Friday, May 15, 2009

The World Imploded

Frustration is slowly eating me from the inside out.

I don't. Want. To think about my life - what it's going to be for the next twelve, fifteen months.

I thought I wouldn't be able to write tonight, but it's surprising what your habitual writing spot can do for you. I sit down at this computer and put on some music and Bam! I start typing. It's like magic!

Do forgive me, but me head's a little vague.

I know what I've got to do, and I've just got to grit my teeth and do it. And the actual day to day will not be hard. It will be easy, so easy.

For the next year, I have to continue to live with my parents. Get a regular job (well, the best paying job I can find) - two if I can manage it. And spend as few pesetas as possible.

Ha. This will be so easy it may kill me.

I don't know if you understand how much I can feel my brain already melting. I mean, I watch way too much Hulu, so I'm doomed anyway, but over a YEAR of a regular job and no intellectual stimulation.... !

BUT! But, I am going to grit my teeth and do this so that I can finally go back to school. Oh, Brain, my Brain, just you wait. Learning again! What a heaven that will be! Yes, the thought of it makes me all warm and fuzzy inside!

Alright. Now, I am very tired and rather ill and a wrackspurt's got my brain.
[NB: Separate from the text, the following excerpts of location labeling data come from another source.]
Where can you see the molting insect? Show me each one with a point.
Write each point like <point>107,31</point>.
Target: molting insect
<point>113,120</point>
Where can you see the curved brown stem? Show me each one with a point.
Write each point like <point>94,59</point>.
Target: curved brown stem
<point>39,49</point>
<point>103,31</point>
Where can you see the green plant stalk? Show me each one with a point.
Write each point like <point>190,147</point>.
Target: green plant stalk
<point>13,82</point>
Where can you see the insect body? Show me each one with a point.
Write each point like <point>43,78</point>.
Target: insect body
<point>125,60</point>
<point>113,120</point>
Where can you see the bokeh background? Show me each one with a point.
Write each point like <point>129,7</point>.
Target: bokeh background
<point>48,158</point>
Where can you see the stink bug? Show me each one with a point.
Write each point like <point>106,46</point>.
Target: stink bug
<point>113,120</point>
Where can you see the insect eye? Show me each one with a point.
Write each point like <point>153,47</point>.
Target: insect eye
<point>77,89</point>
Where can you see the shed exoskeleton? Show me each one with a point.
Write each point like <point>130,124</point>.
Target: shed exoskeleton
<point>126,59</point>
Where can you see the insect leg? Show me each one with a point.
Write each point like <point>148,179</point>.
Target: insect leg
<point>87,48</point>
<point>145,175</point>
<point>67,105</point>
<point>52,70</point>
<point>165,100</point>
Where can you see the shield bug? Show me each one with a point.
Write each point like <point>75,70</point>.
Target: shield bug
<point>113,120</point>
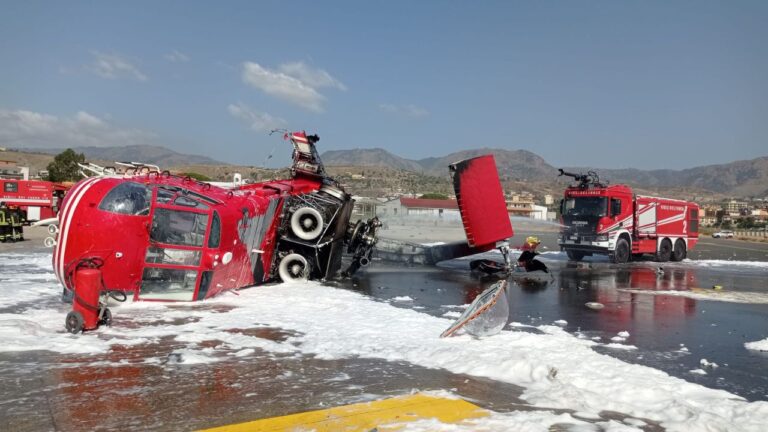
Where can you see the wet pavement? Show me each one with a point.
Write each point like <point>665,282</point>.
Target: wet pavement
<point>128,388</point>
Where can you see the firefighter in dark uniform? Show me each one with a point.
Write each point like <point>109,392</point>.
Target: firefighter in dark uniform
<point>5,223</point>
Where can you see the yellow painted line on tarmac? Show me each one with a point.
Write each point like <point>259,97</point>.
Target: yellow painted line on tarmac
<point>378,415</point>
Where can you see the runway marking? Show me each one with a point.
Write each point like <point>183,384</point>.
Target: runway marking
<point>366,416</point>
<point>734,247</point>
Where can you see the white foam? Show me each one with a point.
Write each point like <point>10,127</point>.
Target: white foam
<point>557,369</point>
<point>758,345</point>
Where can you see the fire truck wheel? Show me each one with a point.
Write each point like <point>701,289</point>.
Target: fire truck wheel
<point>622,253</point>
<point>106,318</point>
<point>306,223</point>
<point>574,255</point>
<point>293,267</point>
<point>665,251</point>
<point>680,251</point>
<point>74,322</point>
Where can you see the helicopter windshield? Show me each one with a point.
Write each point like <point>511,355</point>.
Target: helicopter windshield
<point>586,206</point>
<point>127,198</point>
<point>178,227</point>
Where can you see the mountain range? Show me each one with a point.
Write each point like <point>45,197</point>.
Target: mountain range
<point>157,155</point>
<point>740,178</point>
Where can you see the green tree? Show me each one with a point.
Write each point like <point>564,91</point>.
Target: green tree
<point>64,166</point>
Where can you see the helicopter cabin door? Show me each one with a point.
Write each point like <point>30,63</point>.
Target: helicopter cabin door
<point>179,232</point>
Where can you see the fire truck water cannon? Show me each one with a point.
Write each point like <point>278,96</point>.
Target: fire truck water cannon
<point>602,219</point>
<point>584,180</point>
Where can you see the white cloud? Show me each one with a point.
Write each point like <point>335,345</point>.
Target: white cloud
<point>31,129</point>
<point>294,82</point>
<point>312,77</point>
<point>408,110</point>
<point>256,120</point>
<point>114,66</point>
<point>176,57</point>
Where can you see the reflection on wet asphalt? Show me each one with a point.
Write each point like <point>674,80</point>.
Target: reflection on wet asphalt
<point>129,388</point>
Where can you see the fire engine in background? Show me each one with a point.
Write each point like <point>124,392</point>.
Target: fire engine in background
<point>612,220</point>
<point>37,199</point>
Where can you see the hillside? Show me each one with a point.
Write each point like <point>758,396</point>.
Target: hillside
<point>374,171</point>
<point>369,157</point>
<point>524,170</point>
<point>157,155</point>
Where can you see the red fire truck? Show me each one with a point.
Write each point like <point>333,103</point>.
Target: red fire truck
<point>37,198</point>
<point>612,220</point>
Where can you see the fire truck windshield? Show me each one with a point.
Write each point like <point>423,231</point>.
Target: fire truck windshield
<point>585,206</point>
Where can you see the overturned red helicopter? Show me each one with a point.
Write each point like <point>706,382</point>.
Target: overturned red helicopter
<point>155,236</point>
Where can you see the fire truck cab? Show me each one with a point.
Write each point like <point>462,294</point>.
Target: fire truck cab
<point>614,221</point>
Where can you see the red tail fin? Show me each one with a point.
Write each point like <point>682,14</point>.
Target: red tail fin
<point>481,202</point>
To round the evening off nicely, here is a very, very, very short story.

            The world imploded.

            Hardly anyone knew it was going to happen. One earthling fortune teller had predicted it, but she had long ago given up on the idea of being believed, and so she had tucked herself away in a filthy corner of the planet and was never heard of.

            It was a rather sorry sight, all that glitter and dust and life folding in on itself, curling in like flaming parchment, and eventually becoming nothing but a tiny speck.

            Two systems over, on a planet whose name is irrelevant, a distinctly non-humanoid life form, with a very long telescope, entered the data into an impossibly vast network, and that was the last anyone, anywhere, ever thought of Earth.